It has been several years now and I still see many conversations floating around about customer satisfaction surveys. I am not against them at all. In fact, I champion and own the policy around voice of customer in every leadership role. But the conversations that keep floating are always equating customer experience with satisfaction surveys.
Your customer experience is NOT a survey!
Let me explain:
I recently went to buy a coffee machine. I spoke with the first advisor on the shop floor. I asked them: what colours does this machine have? Their response was: it comes in this colour but the price is based on specific subscription. If you don’t want the subscription it is a full price and it cost this much.
🤯 I was baffled with the approach. I thanked them and went to another advisor.
They actively listened, shared all the available colours, went to check in the stock room if they missed any colour, told me the full price, asked if I am interested in a subscription, and offered me coffee while they got the machine of my choice.
The difference between the two advisors is chalk and cheese. So I received a survey:
- How was your store experience
- How was the advisor that helped you? And so on and so forth …
I filled the survey – although I found it difficult. Was my experience pleasant or not? It started terrible and ended up brilliant. Which advisor am I evaluating? The first or the second? Or both? It didn’t matter, I filled it up.
My question is what did the company do with the information? This is the real question that tackles customer experience.
The CX Academy defines Customer Experience as how a customer feels as a result of every interaction they have with a company. How I feel dictates how / if I engage with this organisation again. And this will apply to every customer.
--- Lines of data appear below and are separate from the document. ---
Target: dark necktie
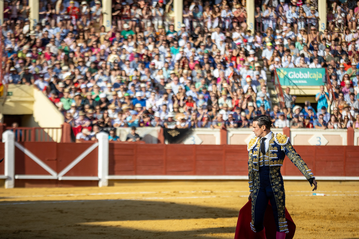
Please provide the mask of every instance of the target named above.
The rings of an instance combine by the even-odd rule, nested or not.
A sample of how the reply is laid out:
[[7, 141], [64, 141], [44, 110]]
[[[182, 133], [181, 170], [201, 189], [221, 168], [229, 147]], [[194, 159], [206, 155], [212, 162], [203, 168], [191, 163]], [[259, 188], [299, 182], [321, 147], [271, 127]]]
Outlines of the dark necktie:
[[265, 138], [262, 138], [261, 139], [261, 153], [262, 155], [265, 155], [266, 154], [266, 145], [264, 144], [264, 140]]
Let’s consider the CX academy framework:

Understanding how the customer feels goes beyond a survey. In fact, the term survey is not mentioned at all in the framework! Organisations need to understand that customer experience is a philosophy they have to commit to from the ground up. Customer Experience goes from understanding what customers want, to how they engage with the business; from the response (or lack of) to survey, to a response to call of action or uptake on certain offers that could be personalised.
Let me take you back to the coffee machine story. I left the store telling my partner:
See it is all about people and how they feel on that particular moment. The first advisor did not demonstrate any active listening. They seemed irritable and transactional. In fact, I felt as if they were passing on a previous customer’s dissatisfaction onto me. The second advisor was very calm and collected and ready to listen to my needs and assist accordingly.
If businesses have a learning and development programme that focuses on customer experience, I wonder how they check their team embodies the values and skills they explored in such programmes. If the only check is a satisfaction survey, the company could be operating blind to the risk of staying relevant.
So what is a survey then?
A satisfaction survey is only ONE way of gathering insights from your customer base regarding a touch point in your overall process. There are tens if not hundreds of touch points you can gather insights and enrich your customer experience. Did you think of customer forums, focus groups, engagement with a digital footprint, complaints, reviews, feedback (direct through a form and indirect through conversations with your organisation’s employees (ambassadors).
So next time you speak with businesses about customer focus and customer experience, make sure they understand that surveys are only one avenue of gaining insights. It does not give a full picture. Make sure they understand that customer experience is about connecting with client base and make every touch point matter.
To all the Quality Auditors out there: when you conduct your audits and dive deep into a company’s customer focus, please work with the customer experience champions to understand what impact their insights have on business process behaviours.